I was an artist before college, but I had to take an income-producing job immediately afterward -- i.e. I didn't know how to arrange entry to Yale Drama or Julliard -- so I went to work as a journalist and eventually -- after my first master's at Columbia Univ. in journalism -- a foreign correspondent in -- where else? -- Paris, for a major news organization. Living in Paris gave me the opportunity to re-discover the great cinemateques that had changed my life during my junior year in Paris some years before. Seeing Bertolucci's "The Conformist" in theatrical release in Paris in '72 had planted seeds in the brain and body that would eventually germinate.

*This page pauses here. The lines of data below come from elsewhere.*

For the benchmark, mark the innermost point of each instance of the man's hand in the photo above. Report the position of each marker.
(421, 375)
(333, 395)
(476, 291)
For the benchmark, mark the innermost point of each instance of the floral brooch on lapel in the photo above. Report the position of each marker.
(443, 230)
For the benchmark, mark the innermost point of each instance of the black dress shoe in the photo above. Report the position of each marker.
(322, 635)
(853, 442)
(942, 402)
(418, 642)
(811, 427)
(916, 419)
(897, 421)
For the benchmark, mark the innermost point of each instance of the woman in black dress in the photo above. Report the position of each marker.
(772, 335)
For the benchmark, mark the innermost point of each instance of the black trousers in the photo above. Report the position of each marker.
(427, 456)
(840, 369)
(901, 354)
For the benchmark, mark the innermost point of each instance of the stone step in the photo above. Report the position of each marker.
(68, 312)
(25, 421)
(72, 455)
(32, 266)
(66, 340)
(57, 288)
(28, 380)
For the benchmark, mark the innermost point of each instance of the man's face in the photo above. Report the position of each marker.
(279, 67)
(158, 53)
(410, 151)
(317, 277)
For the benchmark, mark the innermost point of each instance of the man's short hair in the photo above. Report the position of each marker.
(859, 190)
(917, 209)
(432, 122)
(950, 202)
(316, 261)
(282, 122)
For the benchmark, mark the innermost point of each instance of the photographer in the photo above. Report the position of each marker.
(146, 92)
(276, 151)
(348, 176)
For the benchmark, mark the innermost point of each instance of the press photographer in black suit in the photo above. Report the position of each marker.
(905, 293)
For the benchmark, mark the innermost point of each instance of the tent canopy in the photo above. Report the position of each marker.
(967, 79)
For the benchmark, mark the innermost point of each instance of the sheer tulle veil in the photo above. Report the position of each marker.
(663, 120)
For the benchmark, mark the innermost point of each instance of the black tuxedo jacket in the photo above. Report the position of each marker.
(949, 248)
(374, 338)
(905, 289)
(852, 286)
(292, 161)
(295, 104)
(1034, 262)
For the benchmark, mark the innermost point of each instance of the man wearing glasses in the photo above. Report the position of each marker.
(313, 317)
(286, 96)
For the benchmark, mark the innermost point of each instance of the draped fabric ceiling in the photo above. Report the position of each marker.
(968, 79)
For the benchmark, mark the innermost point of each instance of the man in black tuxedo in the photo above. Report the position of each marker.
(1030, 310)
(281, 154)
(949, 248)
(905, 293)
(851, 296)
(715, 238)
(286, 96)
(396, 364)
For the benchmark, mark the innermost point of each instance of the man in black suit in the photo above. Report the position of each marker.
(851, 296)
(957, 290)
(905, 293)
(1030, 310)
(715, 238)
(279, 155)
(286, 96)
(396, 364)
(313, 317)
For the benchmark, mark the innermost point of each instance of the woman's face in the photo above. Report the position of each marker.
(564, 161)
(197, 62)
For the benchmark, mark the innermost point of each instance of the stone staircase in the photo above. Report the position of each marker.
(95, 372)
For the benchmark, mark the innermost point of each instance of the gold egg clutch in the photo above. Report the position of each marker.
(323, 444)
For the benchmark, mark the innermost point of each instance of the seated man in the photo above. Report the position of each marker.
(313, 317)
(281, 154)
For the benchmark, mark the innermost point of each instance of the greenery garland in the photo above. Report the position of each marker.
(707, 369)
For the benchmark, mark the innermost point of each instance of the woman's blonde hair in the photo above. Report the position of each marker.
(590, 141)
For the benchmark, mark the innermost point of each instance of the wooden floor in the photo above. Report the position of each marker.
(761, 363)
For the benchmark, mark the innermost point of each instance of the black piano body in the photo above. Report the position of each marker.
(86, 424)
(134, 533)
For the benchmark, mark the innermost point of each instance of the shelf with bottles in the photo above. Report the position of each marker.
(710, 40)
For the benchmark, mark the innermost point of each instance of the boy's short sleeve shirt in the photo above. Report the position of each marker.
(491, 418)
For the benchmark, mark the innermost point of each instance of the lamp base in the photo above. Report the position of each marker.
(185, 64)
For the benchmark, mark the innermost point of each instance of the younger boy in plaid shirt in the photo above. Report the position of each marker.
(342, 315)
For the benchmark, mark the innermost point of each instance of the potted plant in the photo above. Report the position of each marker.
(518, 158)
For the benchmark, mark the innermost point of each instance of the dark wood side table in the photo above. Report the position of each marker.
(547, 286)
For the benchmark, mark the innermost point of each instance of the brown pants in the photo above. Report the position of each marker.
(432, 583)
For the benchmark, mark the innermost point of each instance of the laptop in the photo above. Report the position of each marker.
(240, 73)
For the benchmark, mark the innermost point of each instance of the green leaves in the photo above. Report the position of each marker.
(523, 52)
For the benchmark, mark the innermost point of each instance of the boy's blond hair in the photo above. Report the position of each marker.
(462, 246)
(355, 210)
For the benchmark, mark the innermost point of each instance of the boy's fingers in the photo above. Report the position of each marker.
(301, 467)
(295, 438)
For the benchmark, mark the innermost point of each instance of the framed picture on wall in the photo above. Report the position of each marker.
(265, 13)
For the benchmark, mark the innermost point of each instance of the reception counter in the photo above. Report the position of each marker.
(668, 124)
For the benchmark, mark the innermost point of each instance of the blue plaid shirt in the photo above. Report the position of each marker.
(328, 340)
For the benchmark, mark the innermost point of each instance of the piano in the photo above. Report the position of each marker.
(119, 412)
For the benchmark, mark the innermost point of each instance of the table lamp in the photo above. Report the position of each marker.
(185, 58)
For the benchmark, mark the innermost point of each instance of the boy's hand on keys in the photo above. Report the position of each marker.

My determination to expand spiritually, academically and artistically eventually resulted in my obtaining the personal confidence it took to leave journalism and -- after writing speeches for Fortune 500 CEOs to earn the fees -- go back to Columbia: this time for the M. F. A. in filmmaking. I graduated at the top of my class with two short films running in the festivals. One of those festivals was the one in Montreal where Marguerite Duras had previewed all of her films. I eventually visited her in Paris. I was especially thrilled that audiences at that festival found some meaning in my earliest work. Festival audiences especially responded to a short piece entitled "The Blue Veil" about an 80 year-old woman and...desire. Shortly before shooting my thesis film, a French friend of mine in New York told me that he'd read in a French paper that Bertolucci was shooting in Seattle of all places -- he almost never shoots in the U. S. I sold my video camera to pay for the retail ticket that enabled me to fly immediately out to Seattle. Having had a difficult shoot in Nepal just prior, he was disinclined to let me observe ('hell shoots' are draining). However, I sat down and wrote a three-page understanding of his work and his deconstructionist take on the French New Wave, gave it to him; and he called up a little later and said the Italian equivalent of 'Okay, you're in. Be at the location at 9 a.m. tomorrow.' It was great fun and very instructive -- half of his team is French, the other half Italian. (I am half Italian and have dual citizenship and also know and love the French, so I was right at home.) Observing his shooting procedures, honed over 30 years, confirmed some of my naissant shooting habits, and that gave me confidence. He treated me as a senior film student, quizzing me -- with a lift of an eyebrow -- on which take of a particular scene I liked best and why -- perhaps as Pasolino had done many years before when Bertolucci was his assistant. I liked his 'never hurry, never rest' atmosphere with an continuous undercurrent of laughter. Wryness on a shoot is a good thing. He would say to the actors after most shots, "bene," and after shots that he knew weren't as good, he'd say "molto bene." The experience, just prior to shooting my thesis and graduating, was a wonderful 'coincidence' bringing me full circle to the moment when I had many years before found my love of film -- in Paris.
The story gets a bit darker after film school, as it was discovered that I had a life-threatening case of Lyme Disease, a malady with which I imagine you're all familiar up there in Saratoga. I battled it for some years, but the time it took to do so delayed the shooting of my first feature, an indispensable benchmark for all independent filmmakers. I did get to spend some time in London and Paris writing and optioning a feature screenplay. And finally I am well at work on the feature I plan to shoot, the working title of which is "Beyond Recognition." Not surprisingly, it will be shot partly on location in Paris.